Yayasan 98 Peduli: Sekolah Rakyat Harus Jadi Solusi Berkeadilan, Bukan Proyek yang Semakin Memiskinkan
JAKARTASATU.COM— Rencana pemerintah membangun Sekolah Rakyat sebagai bagian dari pemenuhan hak pendidikan bagi anak-anak miskin dan terlantar menuai tanggapan kritis dari berbagai pihak. Ketua Yayasan 98 Peduli, Detti Artsanti, menyambut baik niat tersebut namun menegaskan bahwa kebijakan ini harus dijalankan dengan penuh kehati-hatian dan berpijak pada keadilan sosial yang sesungguhnya.
“Pasal 34 UUD 1945 jelas menyebutkan bahwa fakir miskin dan anak-anak terlantar dipelihara oleh negara. Tapi pembangunan Sekolah Rakyat jangan hanya jadi simbol kehadiran negara — jangan sampai justru memperdalam kemiskinan struktural,” ujar Detti dalam keterangannya kepada media, Jum’at 23/5/2025.
Yayasan 98 Peduli mempertanyakan urgensi membangun Sekolah Rakyat secara fisik di tengah masih banyaknya sekolah yang rusak, kekurangan guru, minim alat peraga belajar, dan tidak memiliki sistem perlindungan anak yang memadai. Menurut Detti, anggaran untuk pembangunan seharusnya difokuskan pada peningkatan mutu dan dukungan struktural, seperti pelatihan guru, penyediaan psikolog pendidikan, transportasi bagi anak di daerah terpencil, serta penguatan sistem pengaduan kekerasan di sekolah.
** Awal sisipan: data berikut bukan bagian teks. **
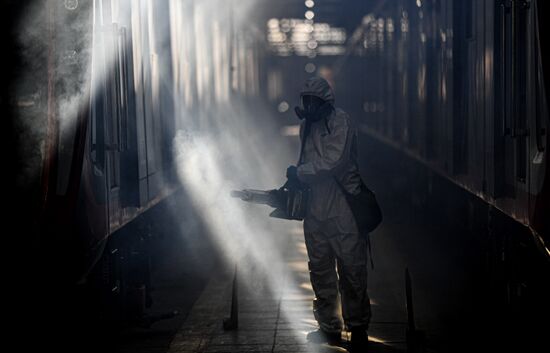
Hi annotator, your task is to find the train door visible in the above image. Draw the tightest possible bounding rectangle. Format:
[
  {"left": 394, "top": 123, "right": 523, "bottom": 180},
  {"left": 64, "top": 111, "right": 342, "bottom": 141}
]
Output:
[
  {"left": 493, "top": 0, "right": 532, "bottom": 209},
  {"left": 91, "top": 1, "right": 139, "bottom": 229}
]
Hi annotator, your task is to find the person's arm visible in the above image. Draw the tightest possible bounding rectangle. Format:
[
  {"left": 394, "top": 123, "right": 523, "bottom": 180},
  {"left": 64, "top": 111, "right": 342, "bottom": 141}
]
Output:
[{"left": 297, "top": 117, "right": 351, "bottom": 183}]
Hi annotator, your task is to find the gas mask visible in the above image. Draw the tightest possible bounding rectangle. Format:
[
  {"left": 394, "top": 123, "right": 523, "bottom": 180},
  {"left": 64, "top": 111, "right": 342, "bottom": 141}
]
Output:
[{"left": 294, "top": 94, "right": 334, "bottom": 122}]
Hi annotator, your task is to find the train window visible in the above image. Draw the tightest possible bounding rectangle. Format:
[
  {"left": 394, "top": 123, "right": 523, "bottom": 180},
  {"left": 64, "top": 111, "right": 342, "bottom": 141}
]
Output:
[{"left": 464, "top": 0, "right": 475, "bottom": 40}]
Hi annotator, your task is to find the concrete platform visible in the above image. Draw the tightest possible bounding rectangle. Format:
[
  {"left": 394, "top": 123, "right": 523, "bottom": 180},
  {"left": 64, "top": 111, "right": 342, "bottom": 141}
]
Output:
[{"left": 169, "top": 223, "right": 406, "bottom": 353}]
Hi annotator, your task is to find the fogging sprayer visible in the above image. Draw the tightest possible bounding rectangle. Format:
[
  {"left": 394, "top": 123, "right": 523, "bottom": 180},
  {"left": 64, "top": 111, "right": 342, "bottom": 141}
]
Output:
[{"left": 231, "top": 181, "right": 310, "bottom": 221}]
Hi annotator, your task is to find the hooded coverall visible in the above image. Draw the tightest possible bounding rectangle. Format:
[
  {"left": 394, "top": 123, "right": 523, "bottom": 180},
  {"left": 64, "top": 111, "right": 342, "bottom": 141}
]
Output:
[{"left": 297, "top": 77, "right": 371, "bottom": 333}]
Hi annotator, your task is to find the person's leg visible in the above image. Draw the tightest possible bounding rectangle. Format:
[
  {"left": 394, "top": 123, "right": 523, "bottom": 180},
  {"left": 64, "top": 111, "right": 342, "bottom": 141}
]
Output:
[
  {"left": 329, "top": 234, "right": 371, "bottom": 332},
  {"left": 305, "top": 231, "right": 342, "bottom": 334}
]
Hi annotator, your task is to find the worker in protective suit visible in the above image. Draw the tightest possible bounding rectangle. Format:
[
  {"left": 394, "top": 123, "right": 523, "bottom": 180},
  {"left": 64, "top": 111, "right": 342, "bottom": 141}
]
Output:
[{"left": 287, "top": 77, "right": 371, "bottom": 351}]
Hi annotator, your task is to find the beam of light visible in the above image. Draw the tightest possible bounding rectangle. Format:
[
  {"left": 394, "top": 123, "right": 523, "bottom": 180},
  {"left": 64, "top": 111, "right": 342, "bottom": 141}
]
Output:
[{"left": 171, "top": 0, "right": 328, "bottom": 348}]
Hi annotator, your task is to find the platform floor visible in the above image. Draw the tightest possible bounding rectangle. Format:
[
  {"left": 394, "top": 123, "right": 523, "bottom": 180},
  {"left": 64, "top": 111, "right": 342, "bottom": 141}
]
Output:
[{"left": 169, "top": 223, "right": 406, "bottom": 353}]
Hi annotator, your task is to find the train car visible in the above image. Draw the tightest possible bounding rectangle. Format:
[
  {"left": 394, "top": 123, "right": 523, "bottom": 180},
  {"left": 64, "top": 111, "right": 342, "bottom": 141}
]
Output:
[{"left": 8, "top": 0, "right": 268, "bottom": 320}]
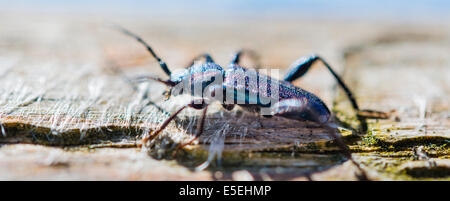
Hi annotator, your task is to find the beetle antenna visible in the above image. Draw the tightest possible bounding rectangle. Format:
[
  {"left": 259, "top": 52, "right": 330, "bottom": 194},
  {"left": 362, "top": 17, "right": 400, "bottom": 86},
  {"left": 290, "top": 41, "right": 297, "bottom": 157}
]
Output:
[{"left": 114, "top": 25, "right": 172, "bottom": 76}]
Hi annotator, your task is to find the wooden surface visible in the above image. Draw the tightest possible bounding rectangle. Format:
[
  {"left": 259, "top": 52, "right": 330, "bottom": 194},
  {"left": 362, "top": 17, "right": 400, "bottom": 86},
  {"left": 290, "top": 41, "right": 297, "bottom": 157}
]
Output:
[{"left": 0, "top": 16, "right": 450, "bottom": 180}]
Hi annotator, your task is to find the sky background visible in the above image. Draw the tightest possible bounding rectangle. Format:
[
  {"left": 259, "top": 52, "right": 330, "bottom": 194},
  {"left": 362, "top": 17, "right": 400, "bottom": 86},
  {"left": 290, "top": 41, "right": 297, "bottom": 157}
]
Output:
[{"left": 0, "top": 0, "right": 450, "bottom": 23}]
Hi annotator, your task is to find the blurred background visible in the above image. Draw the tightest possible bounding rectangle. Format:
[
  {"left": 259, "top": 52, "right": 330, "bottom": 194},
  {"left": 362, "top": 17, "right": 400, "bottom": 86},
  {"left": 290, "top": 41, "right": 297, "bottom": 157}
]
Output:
[
  {"left": 0, "top": 0, "right": 450, "bottom": 23},
  {"left": 0, "top": 0, "right": 450, "bottom": 180}
]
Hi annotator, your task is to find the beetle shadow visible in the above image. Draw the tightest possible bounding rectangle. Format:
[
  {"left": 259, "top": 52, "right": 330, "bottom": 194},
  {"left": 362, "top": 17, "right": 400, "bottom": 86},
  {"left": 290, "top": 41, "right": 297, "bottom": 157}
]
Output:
[{"left": 148, "top": 110, "right": 347, "bottom": 180}]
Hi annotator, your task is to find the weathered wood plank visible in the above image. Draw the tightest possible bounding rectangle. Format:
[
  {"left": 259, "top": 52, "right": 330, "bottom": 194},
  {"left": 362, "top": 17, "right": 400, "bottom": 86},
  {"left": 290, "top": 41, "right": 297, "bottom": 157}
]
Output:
[{"left": 0, "top": 16, "right": 450, "bottom": 180}]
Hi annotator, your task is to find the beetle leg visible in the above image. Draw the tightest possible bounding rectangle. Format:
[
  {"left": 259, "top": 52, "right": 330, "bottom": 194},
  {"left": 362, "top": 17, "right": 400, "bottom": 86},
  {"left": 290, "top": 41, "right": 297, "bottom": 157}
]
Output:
[
  {"left": 142, "top": 105, "right": 188, "bottom": 146},
  {"left": 230, "top": 49, "right": 261, "bottom": 69},
  {"left": 177, "top": 105, "right": 208, "bottom": 149},
  {"left": 284, "top": 54, "right": 367, "bottom": 131},
  {"left": 186, "top": 53, "right": 214, "bottom": 68},
  {"left": 130, "top": 75, "right": 175, "bottom": 87}
]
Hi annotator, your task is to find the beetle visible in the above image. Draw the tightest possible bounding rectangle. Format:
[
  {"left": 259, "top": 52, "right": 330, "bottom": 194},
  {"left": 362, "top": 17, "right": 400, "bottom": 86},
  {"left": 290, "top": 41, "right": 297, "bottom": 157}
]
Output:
[{"left": 116, "top": 26, "right": 381, "bottom": 181}]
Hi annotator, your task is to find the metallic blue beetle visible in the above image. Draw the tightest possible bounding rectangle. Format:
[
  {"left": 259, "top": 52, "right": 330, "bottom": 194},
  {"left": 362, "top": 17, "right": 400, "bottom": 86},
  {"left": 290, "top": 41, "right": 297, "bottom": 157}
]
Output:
[{"left": 115, "top": 27, "right": 367, "bottom": 145}]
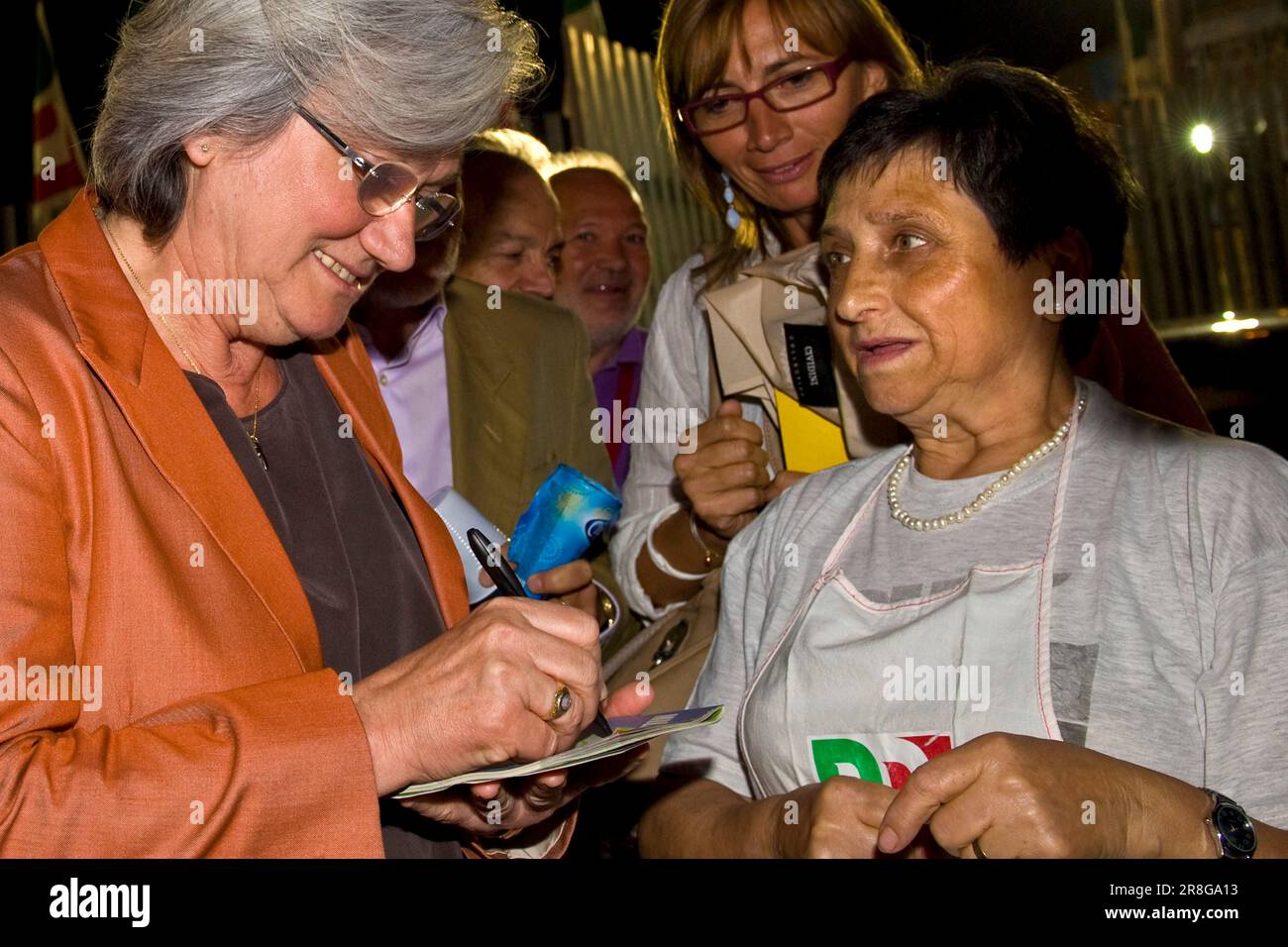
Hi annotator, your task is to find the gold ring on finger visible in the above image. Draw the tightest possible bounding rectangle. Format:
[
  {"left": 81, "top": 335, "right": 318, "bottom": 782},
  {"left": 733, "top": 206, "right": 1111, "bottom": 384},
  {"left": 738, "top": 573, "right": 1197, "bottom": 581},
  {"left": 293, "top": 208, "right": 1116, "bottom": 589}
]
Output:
[{"left": 542, "top": 684, "right": 572, "bottom": 723}]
“Lebih penting menjadikan sekolah yang ada sebagai tempat belajar yang aman dan bermakna, daripada membangun gedung baru yang berisiko memunculkan stigma,” tandas Detti.
Detti juga menyampaikan kekhawatiran bahwa pembangunan Sekolah Rakyat secara terpisah dapat melanggengkan stigma terhadap anak-anak miskin.
“Jika Sekolah Rakyat hanya diisi oleh anak-anak dari keluarga tidak mampu, maka yang terjadi adalah segregasi pendidikan. Ini bukan solusi, tapi bentuk baru dari diskriminasi yang memperdalam luka sosial,” jelasnya.
Lebih jauh, ia memperingatkan bahwa jika proyek ini tidak dilakukan dengan perencanaan matang dan pengawasan ketat, maka risikonya sangat besar.
“Bukan hanya gagal mengatasi ketimpangan pendidikan, tapi juga menghabiskan anggaran negara tanpa menyelesaikan masalah akar, bahkan bisa menciptakan ketergantungan baru yang semakin memiskinkan kelompok marjinal,” ungkap Detti.
Yayasan 98 Peduli juga menyoroti kasus-kasus kekerasan seksual yang kerap terjadi di lingkungan sekolah, yang pelakunya seringkali berasal dari pihak internal sekolah — guru, staf, atau bahkan kepala sekolah.
“Jika Sekolah Rakyat ingin menjadi jawaban, maka ia harus dibangun sebagai ruang aman dan adil untuk semua anak, bukan hanya sebagai proyek fisik,” tegas Detti.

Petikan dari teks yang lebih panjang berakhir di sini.